Should You Use An Aquarium Gravel Cleaner

Aquarium maintenance routines with the marine aquarium are essential. A well maintained system where all the various bits and bobs are regularly and properly completed generally gives the reward of health and vitality for the occupants.

One of the eye-catching things with a marine aquarium is the décor. Fish only and reef aquariums have rocks, and these are often displayed against a sand substratum. The sand makes the display look more natural and the colour white shows off really well.

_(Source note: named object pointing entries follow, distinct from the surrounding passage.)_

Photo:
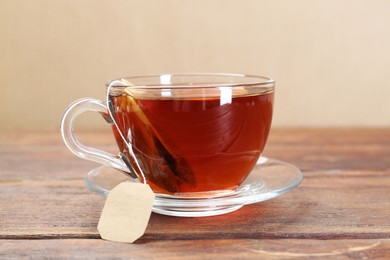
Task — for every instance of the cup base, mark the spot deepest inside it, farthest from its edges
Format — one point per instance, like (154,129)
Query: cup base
(269,178)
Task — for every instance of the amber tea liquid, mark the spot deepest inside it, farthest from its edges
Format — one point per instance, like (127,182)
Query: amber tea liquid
(193,144)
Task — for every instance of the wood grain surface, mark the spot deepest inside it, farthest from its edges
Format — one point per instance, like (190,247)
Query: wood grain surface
(341,209)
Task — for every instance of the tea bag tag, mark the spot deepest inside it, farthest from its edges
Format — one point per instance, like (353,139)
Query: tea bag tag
(126,212)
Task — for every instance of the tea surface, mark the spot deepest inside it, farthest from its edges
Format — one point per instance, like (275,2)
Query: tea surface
(193,145)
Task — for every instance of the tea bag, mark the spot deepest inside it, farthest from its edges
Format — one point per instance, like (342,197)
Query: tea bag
(126,212)
(165,166)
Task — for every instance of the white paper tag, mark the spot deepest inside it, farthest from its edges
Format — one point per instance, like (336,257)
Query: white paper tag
(126,212)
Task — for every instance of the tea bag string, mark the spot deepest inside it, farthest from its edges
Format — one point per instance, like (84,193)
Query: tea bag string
(110,108)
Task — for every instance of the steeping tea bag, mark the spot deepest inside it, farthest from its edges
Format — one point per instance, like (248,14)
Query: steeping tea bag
(163,162)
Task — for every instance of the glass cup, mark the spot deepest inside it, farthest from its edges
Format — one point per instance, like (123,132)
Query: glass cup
(183,134)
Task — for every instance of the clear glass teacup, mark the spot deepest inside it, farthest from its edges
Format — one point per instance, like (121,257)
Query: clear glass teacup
(183,134)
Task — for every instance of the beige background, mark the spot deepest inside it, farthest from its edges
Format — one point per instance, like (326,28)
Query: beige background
(330,59)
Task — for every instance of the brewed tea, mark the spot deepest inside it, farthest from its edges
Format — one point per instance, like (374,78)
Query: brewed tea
(193,144)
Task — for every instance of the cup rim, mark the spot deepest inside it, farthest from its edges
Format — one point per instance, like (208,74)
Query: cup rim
(248,80)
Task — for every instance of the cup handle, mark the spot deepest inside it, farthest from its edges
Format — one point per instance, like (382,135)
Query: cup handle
(67,132)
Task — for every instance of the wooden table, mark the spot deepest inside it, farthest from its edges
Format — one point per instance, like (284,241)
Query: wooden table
(341,209)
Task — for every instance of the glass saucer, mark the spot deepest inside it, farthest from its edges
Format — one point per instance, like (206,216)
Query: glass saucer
(269,178)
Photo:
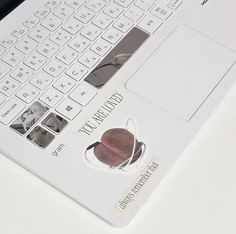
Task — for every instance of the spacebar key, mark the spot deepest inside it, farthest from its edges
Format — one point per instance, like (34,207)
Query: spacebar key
(10,110)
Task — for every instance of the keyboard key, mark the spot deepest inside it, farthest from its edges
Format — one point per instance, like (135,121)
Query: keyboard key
(48,49)
(84,15)
(174,4)
(83,94)
(61,37)
(2,99)
(41,137)
(10,110)
(67,56)
(41,80)
(26,45)
(8,42)
(123,24)
(51,97)
(161,11)
(26,120)
(39,34)
(96,5)
(112,35)
(150,23)
(13,57)
(76,4)
(102,21)
(91,32)
(113,10)
(28,93)
(73,26)
(89,59)
(55,123)
(19,31)
(63,12)
(54,68)
(134,13)
(77,71)
(117,57)
(8,86)
(2,51)
(123,3)
(42,12)
(35,61)
(51,4)
(79,44)
(101,47)
(69,109)
(144,4)
(22,73)
(64,84)
(4,69)
(31,22)
(51,23)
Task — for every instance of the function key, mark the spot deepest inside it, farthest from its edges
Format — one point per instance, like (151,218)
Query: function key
(174,4)
(150,23)
(29,117)
(10,110)
(123,3)
(27,93)
(51,23)
(26,45)
(8,86)
(41,137)
(161,11)
(2,99)
(55,123)
(20,31)
(73,26)
(2,51)
(3,70)
(96,5)
(84,15)
(134,13)
(13,57)
(8,42)
(51,97)
(75,3)
(22,73)
(42,12)
(69,109)
(31,22)
(63,12)
(64,84)
(144,4)
(113,10)
(83,94)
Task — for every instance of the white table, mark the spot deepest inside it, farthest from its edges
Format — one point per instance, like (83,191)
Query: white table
(198,196)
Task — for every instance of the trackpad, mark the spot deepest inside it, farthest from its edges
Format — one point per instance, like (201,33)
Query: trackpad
(182,72)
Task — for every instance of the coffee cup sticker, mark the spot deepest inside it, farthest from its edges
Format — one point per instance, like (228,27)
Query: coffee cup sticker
(118,148)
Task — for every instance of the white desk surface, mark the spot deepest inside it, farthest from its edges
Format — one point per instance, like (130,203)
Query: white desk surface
(198,196)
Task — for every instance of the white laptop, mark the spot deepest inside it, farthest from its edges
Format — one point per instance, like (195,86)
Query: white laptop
(99,98)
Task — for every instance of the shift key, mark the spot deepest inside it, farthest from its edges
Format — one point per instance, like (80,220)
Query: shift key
(10,110)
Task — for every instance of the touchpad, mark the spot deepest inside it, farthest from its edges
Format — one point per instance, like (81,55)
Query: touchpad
(182,72)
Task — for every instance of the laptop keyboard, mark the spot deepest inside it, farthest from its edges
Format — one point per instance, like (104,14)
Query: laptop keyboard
(56,62)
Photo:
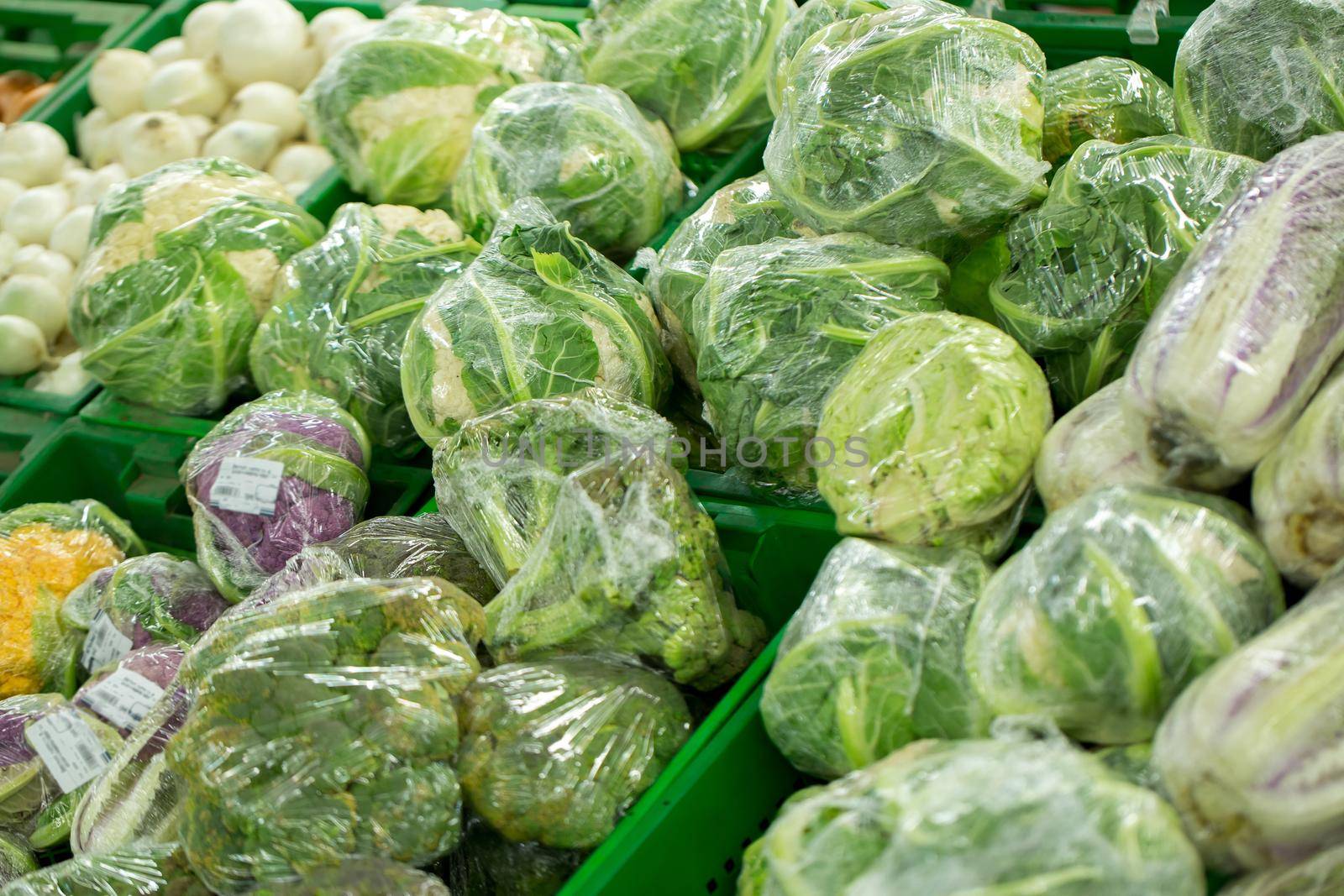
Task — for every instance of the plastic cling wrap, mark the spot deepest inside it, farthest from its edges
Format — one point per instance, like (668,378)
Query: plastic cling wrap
(585,150)
(324,728)
(557,752)
(46,551)
(538,315)
(936,429)
(398,105)
(698,65)
(277,474)
(1250,327)
(1258,76)
(873,658)
(1245,752)
(1102,98)
(949,819)
(629,564)
(343,308)
(916,125)
(780,322)
(181,268)
(1115,606)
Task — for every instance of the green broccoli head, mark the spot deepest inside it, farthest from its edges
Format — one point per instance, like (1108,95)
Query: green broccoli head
(555,752)
(323,730)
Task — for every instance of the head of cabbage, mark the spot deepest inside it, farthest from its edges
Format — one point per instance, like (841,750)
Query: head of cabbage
(179,270)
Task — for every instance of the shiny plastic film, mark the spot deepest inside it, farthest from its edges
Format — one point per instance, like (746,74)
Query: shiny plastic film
(1115,606)
(936,429)
(342,309)
(555,752)
(1250,327)
(1297,493)
(780,322)
(947,819)
(1241,752)
(275,476)
(698,65)
(873,660)
(179,269)
(585,150)
(629,564)
(46,553)
(1102,98)
(745,212)
(1090,448)
(539,313)
(499,477)
(385,547)
(1257,76)
(396,107)
(920,127)
(323,728)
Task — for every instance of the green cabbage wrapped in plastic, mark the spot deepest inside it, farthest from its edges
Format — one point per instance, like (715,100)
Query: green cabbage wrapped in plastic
(342,309)
(1088,268)
(499,477)
(555,752)
(745,212)
(1247,752)
(976,817)
(539,313)
(628,564)
(698,65)
(396,107)
(873,658)
(324,728)
(1256,76)
(920,127)
(179,270)
(1102,98)
(936,429)
(780,322)
(1115,606)
(585,150)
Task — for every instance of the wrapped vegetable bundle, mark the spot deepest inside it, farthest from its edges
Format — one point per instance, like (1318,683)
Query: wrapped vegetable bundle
(181,268)
(1092,448)
(275,476)
(141,600)
(386,547)
(1247,752)
(585,150)
(396,107)
(780,322)
(499,477)
(342,309)
(49,752)
(1297,493)
(698,65)
(1115,606)
(1086,269)
(1257,76)
(46,551)
(557,752)
(873,658)
(1250,325)
(628,564)
(323,728)
(745,212)
(934,430)
(951,819)
(1102,98)
(537,315)
(873,137)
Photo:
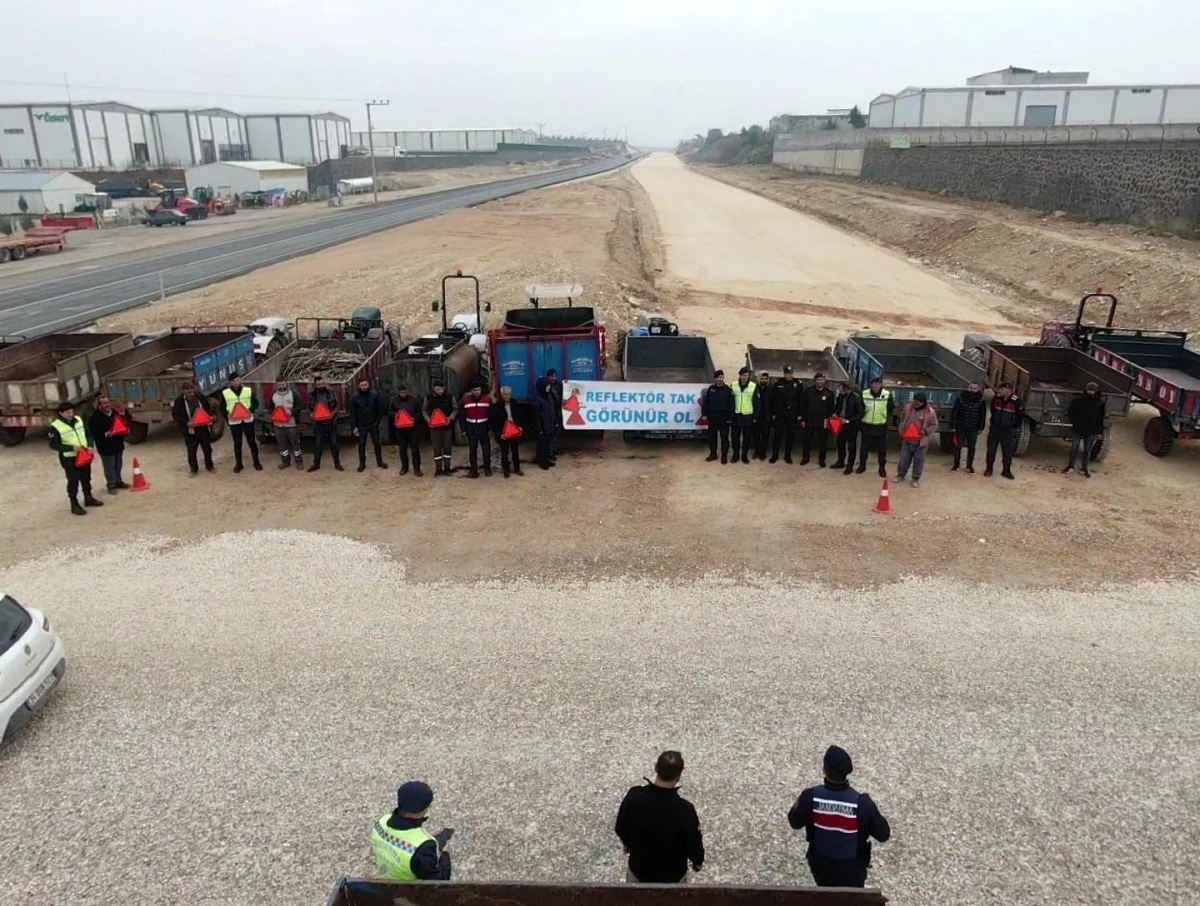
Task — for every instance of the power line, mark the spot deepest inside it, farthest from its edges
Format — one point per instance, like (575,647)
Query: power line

If the sand layer is for decorative purposes only it will usually consist of coarse coral sand about 1″ (circa 2.5cm) to 2″ (circa 5cm) thick. As time goes by the sand traps particles of detritus, which eventually could give it a dirty look. In addition, the dirt within the sand could give cause to the growth of unwanted algae, considerably reducing the attractiveness.

It is easy to deal with this problem and using an aquarium gravel cleaner assists the process considerably. A gravel cleaner usually consists of a bulbous open ended device at one end to go on and into the sand, and a tube to remove seawater. Often there is also a device such as a net to trap particles in case the aquarist wishes to return the seawater straight back to the aquarium. Finally, sometimes there is a device to start a siphon – some cleaners even have a small pump.

It would seem best to use the cleaner when a routine seawater change is in progress. This means that an additional operation for sand cleaning isn’t required and there isn’t any chance of removed detritus getting back into the aquarium. When the siphon has been successfully started, the business end is placed into the sand and carefully moved along with a gentle stirring motion. As the detritus is released it is sucked up and removed, as will be any algae on the surface. It may be difficult to maneuver the cleaner close to rocks – in this case use a thin wooden stick or similar to stir the sand in this area. The amount of dirt that could be released from a sand bed can sometimes be surprising. Care has to be taken that sand is not being sucked up as obviously this should stay in the aquarium. To prevent sand loss the seawater flow could be reduced though this may also reduce the effectiveness of detritus removal. Anyway, if any sand is sucked up it can easily be replaced, but may need a separate wash first if it has been caught in a net with detritus.

The sand cleaning exercise time period is governed by the amount of seawater that needs removing for the seawater change. Perhaps the whole sand bed can be completed, but if not there isn’t any rush as, say, half could be done and the other half next time. It is better to thoroughly clean the sand than aim at completion in one go. It is best to clean the sand bed every few weeks, or at least regularly enough to prevent it becoming very dirty.

If the aquarist employs a DSB (deep sand bed) or plenum (a raised DSB) then a gravel cleaner should not be used. There are two main reasons for this. First, the sand should not be disturbed or the important function could be upset reducing the efficiency of the bed. Second, the sand used for the construction of a DSB is very fine and the cleaner would no doubt remove it rapidly. Unless there is a real problem, when some research should be undertaken, leave a DSB alone. These types of sand beds often look quite scruffy on the surface and this is normal. This scruffiness is also another reason why, in my opinion, a DSB is better off in a sump rather than being placed in a display aquarium.